## Explaining Maths

Recently, I was talking to my Dad about fiddling about programming the iPad (which I haven’t got around to yet) but I did mention that I might have a go at something simple just to get my feet wet. Beyond Hello, World there are many simple small-to-medium-size projects of course, and I mentioned I might do something like a Mandelbrot set explorer.

What followed was a bit of a Wikipedia-esque delve into some Mathematics as I tried to explain what the Mandelbrot set is.

Of course, everyone knows what the Mandelbrot set is. It’s the iconic heart-shaped box of springs and wire that is the poster child of fractal art. And as any mathematically-inclined person knows, it’s a colouring of the complex plane. It’s easy for computers to calculate: you take a complex number c, and iterate the equation zn+1 = zn2 + c, starting with z0 = 0. If the result tends to infinity, that number is not in the Mandelbrot set, otherwise it is. Anything in the set is coloured black, and things on the edge get coloured according to how many iterations it takes to pin down their non-membership of the set.

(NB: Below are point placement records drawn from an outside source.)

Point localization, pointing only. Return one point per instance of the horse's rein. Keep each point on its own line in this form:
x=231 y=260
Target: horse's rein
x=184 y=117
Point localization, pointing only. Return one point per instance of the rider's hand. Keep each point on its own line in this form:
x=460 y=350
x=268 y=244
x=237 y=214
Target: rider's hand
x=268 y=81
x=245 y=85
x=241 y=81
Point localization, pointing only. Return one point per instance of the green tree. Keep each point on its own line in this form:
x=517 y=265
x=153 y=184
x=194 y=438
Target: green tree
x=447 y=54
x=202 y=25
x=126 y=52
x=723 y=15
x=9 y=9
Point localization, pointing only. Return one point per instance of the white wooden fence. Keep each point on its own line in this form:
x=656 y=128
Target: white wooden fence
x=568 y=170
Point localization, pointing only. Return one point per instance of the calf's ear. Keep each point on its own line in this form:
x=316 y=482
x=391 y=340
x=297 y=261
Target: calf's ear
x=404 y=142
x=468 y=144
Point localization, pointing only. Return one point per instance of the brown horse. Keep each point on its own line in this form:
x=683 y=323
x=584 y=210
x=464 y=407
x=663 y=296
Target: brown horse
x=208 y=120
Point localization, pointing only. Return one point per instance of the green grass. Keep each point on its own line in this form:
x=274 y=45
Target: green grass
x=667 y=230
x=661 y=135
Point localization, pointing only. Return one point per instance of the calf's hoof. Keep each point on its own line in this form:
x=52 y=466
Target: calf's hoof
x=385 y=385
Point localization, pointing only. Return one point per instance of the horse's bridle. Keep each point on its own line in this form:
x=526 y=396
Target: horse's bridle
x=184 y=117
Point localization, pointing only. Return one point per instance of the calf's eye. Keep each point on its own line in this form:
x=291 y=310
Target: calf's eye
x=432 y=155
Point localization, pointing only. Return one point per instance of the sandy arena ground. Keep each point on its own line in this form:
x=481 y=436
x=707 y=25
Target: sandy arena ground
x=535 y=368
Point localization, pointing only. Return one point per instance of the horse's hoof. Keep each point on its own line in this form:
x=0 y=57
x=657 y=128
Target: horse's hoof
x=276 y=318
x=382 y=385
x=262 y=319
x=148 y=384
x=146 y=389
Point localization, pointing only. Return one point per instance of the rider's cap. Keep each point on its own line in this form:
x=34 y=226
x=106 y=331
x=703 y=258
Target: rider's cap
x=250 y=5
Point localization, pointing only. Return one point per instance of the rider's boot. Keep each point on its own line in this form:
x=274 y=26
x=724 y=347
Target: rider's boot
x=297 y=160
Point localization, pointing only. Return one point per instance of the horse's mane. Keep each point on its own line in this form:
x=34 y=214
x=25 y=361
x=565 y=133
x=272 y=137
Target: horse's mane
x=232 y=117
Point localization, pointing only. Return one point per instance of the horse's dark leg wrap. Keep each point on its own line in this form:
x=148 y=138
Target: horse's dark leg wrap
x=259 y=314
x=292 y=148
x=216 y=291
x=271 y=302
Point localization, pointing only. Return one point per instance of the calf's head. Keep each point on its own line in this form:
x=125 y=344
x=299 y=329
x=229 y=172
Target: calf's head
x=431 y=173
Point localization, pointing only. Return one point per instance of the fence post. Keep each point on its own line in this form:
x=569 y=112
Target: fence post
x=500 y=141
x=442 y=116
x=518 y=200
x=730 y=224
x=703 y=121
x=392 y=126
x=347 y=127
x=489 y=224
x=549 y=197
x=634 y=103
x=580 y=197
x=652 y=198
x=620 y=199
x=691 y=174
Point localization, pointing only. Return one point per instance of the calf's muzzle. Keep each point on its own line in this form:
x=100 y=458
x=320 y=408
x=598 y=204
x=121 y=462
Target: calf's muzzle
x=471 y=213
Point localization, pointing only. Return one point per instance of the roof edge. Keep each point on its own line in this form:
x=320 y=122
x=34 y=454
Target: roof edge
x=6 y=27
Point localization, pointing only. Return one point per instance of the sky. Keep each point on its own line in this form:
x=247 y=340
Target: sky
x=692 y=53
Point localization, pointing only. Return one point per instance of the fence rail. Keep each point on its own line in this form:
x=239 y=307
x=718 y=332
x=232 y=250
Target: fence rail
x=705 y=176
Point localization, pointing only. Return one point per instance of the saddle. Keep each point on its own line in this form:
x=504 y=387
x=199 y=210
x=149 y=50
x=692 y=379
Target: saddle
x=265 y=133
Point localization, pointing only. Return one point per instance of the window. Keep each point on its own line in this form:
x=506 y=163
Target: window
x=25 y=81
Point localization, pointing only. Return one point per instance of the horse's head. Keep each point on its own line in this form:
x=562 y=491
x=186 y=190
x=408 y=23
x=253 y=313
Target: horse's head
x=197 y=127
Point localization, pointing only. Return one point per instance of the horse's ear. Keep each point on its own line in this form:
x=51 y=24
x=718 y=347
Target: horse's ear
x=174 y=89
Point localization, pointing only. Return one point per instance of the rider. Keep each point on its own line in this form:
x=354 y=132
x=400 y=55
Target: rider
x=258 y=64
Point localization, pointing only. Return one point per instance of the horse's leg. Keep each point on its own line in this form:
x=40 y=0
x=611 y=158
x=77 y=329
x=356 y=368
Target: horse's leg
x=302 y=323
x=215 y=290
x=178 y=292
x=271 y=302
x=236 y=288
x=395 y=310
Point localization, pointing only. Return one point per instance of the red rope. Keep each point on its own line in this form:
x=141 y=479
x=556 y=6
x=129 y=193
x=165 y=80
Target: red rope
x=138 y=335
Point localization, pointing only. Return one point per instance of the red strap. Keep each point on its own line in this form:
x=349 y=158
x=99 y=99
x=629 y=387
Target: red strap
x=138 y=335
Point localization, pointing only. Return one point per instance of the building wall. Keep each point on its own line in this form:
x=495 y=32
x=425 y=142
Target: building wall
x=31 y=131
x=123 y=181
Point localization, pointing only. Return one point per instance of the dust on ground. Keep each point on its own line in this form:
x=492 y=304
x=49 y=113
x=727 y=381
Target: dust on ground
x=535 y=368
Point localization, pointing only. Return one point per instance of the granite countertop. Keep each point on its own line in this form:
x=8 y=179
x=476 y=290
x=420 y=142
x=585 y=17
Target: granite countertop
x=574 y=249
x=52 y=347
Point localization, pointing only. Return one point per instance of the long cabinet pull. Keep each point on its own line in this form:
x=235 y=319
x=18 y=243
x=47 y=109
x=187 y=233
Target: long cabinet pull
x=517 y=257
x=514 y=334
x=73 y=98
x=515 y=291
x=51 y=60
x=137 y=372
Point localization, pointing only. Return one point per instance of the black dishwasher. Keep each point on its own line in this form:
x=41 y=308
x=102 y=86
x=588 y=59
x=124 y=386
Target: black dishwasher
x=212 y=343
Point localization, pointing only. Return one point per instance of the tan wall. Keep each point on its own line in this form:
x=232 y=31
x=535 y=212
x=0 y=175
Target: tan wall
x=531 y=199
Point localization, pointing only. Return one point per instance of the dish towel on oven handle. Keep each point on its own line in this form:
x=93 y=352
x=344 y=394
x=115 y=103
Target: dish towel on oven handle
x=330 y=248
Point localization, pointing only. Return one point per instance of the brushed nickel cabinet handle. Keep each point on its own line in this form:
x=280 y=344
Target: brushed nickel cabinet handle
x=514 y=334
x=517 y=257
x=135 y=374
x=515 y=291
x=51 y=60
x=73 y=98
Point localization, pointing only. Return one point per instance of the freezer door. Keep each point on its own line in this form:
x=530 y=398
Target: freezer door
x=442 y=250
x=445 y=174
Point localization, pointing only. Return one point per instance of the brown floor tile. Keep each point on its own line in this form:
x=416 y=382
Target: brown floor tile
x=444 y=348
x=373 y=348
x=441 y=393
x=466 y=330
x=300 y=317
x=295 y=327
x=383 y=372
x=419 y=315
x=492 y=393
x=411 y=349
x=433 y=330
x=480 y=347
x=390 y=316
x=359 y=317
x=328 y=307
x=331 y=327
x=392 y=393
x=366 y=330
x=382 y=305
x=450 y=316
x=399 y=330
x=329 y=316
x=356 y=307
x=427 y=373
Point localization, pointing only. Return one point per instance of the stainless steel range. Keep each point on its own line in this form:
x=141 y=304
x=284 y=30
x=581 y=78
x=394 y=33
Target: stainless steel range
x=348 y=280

Most of that last paragraph is of course in Martian for many people, so I started explaining complex numbers. Which necessitated a bit of maths history.

To start at the beginning, we have the natural numbers, aka the counting numbers. These are the numbers we all learned as small children, starting at 1 and counting arbitrarily high. The natural numbers are conventionally called ℕ.

Natural numbers are fine for addition, but you get to a problem with subtraction: if you take 5 from 3, you end up with a number that isn’t in ℕ. So the next obvious way to expand is to add the negative integers and 0. Now we have the integer line stretching to infinity in both directions, with 0 in the middle, and this set, the integers, is called ℤ. As you can understand, ℕ is a subset of ℤ.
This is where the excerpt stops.